Учебный год начинался через две недели. Хили теперь участвовал в каких-то “репетициях оркестра”, каждый день по удушливой жаре маршировал взад-вперед по футбольному полю. Когда же на поле выходила потренироваться футбольная команда, они все гуськом возвращались в спортзал, развалюху под жестяной крышей, садились там на складные стульчики и упражнялись со своими музыкальными инструментами. Потом дирижер разводил костер, они жарили хот-доги или играли в софтбол или устраивали импровизированный джем-сейшн со взрослыми ребятами. Иногда Хили возвращался домой рано, но тогда, говорил он, ему по вечерам надо было заниматься, играть на тромбоне.
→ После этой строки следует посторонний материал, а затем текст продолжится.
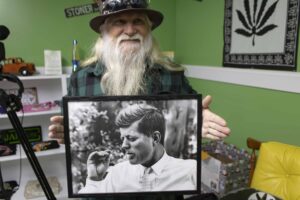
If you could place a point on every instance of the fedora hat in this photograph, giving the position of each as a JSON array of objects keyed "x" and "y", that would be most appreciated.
[{"x": 109, "y": 8}]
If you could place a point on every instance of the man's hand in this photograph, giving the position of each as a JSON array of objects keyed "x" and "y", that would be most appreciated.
[
  {"x": 56, "y": 129},
  {"x": 97, "y": 164},
  {"x": 214, "y": 126}
]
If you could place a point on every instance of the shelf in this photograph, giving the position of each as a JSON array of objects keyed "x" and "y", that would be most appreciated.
[
  {"x": 60, "y": 150},
  {"x": 47, "y": 112}
]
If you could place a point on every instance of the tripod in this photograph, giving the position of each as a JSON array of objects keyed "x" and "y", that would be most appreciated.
[{"x": 11, "y": 104}]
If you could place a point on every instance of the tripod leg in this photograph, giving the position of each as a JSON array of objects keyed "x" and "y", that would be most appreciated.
[{"x": 5, "y": 194}]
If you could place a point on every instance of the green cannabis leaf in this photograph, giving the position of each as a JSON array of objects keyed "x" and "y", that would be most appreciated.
[{"x": 255, "y": 25}]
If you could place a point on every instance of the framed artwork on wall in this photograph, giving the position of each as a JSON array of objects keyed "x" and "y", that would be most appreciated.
[
  {"x": 261, "y": 34},
  {"x": 132, "y": 145}
]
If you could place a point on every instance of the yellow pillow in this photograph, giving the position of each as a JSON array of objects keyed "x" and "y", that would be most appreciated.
[{"x": 277, "y": 170}]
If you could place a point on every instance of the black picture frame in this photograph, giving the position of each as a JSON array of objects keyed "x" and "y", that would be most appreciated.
[
  {"x": 89, "y": 124},
  {"x": 274, "y": 44}
]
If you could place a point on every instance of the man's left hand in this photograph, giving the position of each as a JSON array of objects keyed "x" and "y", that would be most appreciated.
[{"x": 213, "y": 127}]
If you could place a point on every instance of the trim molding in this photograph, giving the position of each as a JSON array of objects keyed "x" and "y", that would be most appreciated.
[{"x": 276, "y": 80}]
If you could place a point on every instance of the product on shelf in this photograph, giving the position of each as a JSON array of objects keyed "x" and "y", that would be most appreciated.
[{"x": 33, "y": 188}]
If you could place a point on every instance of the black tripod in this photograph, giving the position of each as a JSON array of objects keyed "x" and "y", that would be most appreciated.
[{"x": 11, "y": 104}]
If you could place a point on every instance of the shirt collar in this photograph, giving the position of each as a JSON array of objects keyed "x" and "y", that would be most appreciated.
[
  {"x": 97, "y": 70},
  {"x": 159, "y": 166}
]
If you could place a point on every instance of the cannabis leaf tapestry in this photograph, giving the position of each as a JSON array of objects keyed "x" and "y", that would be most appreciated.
[{"x": 261, "y": 34}]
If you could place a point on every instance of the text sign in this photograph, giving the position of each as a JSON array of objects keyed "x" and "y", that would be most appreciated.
[{"x": 81, "y": 10}]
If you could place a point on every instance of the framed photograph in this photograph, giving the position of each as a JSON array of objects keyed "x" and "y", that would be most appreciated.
[
  {"x": 261, "y": 34},
  {"x": 133, "y": 145}
]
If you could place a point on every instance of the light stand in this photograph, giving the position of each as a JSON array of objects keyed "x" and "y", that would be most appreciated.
[{"x": 11, "y": 103}]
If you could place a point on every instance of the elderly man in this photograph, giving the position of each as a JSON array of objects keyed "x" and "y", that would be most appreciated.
[{"x": 126, "y": 61}]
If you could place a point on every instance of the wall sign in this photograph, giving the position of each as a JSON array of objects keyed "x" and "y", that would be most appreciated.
[
  {"x": 261, "y": 34},
  {"x": 81, "y": 10}
]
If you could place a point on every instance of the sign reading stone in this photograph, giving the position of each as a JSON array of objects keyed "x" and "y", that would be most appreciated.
[{"x": 81, "y": 10}]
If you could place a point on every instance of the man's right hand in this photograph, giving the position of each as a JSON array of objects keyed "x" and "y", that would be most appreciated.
[
  {"x": 97, "y": 164},
  {"x": 56, "y": 129}
]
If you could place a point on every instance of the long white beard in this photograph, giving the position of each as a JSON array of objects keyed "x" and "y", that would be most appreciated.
[{"x": 125, "y": 65}]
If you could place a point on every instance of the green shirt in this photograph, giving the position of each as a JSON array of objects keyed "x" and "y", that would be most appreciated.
[{"x": 86, "y": 81}]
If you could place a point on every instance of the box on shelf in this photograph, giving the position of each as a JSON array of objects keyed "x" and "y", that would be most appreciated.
[{"x": 225, "y": 168}]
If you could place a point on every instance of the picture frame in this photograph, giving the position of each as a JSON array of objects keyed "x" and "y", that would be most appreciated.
[
  {"x": 89, "y": 126},
  {"x": 261, "y": 34}
]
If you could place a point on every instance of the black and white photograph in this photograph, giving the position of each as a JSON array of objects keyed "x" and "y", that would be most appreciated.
[
  {"x": 261, "y": 34},
  {"x": 133, "y": 144}
]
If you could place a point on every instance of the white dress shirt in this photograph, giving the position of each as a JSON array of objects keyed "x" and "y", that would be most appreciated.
[{"x": 168, "y": 174}]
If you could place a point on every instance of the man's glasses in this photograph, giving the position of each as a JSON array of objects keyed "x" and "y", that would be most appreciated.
[{"x": 109, "y": 6}]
Отчасти Гарриет была рада его отсутствию. Она стыдилась своей тоски, до того огромной, что ее было никак не скрыть, и того, какое у них дома запустение. После ухода Иды мать Гарриет стала поактивнее, но то была активность ночных зверьков из мемфисского зоопарка: хрупкие маленькие сумчатые животные с глазами-плошками, обманувшись светом ультрафиолетовых ламп, который озарял их аквариумы, садились, начинали прихорашиваться, изящно шнырять по своим лесным делам, думая, что надежно сокрыты в ночной темноте. За ночь появлялись тайные тропки, которые петляли по всему дому – тропки, отмеченные салфетками, ингаляторами, пузырьками с таблетками, лосьонами для рук, лаком для ногтей, стаканами с подтаявшим льдом, от которых на столешницах оставались белые круги. В самом загаженном и заваленном углу кухни вдруг возник переносной мольберт, а на нем – постепенно, день за днем – проступали какие-то водянистые багровые анютины глазки (хотя вазу мать так и не дорисовала, так и оставила карандашным наброском). Даже цвет ее волос изменился, стал отливать густой чернотой (“Шоколадный поцелуй” – было написано на измазанной клейкими черными потеками бутылке, которую Гарриет вытащила из плетеной мусорной корзины в ванной на втором этаже). Мать не волновали ни замусоренные половики, ни липкие полы, ни прокисшие полотенца в ванной, зато мелочам она уделяла невероятно много внимания. Однажды Гарриет увидела, как мать раздвигает в стороны кучи мусора, чтобы ей было удобнее встать на колени и начистить латунные дверные ручки специальной полиролью и специальной тряпочкой, в другой раз мать, не замечая ни крошек, ни капель застывшего жира, ни просыпанного на кухонной стойке сахара, ни грязных полотенец, ни горы грязных тарелок, которая, накренившись, торчала из холодной серой воды в раковине, и уж тем более не обращая никакого внимания на характерный сладковатый запашок тухлятины, который полз сразу и отовсюду и непонятно откуда, целый час лихорадочно намывала старый хромированный тостер, пока тот наконец не засверкал, как решетка радиатора на лимузине, а потом еще добрых десять минут стояла и любовалась своей работой.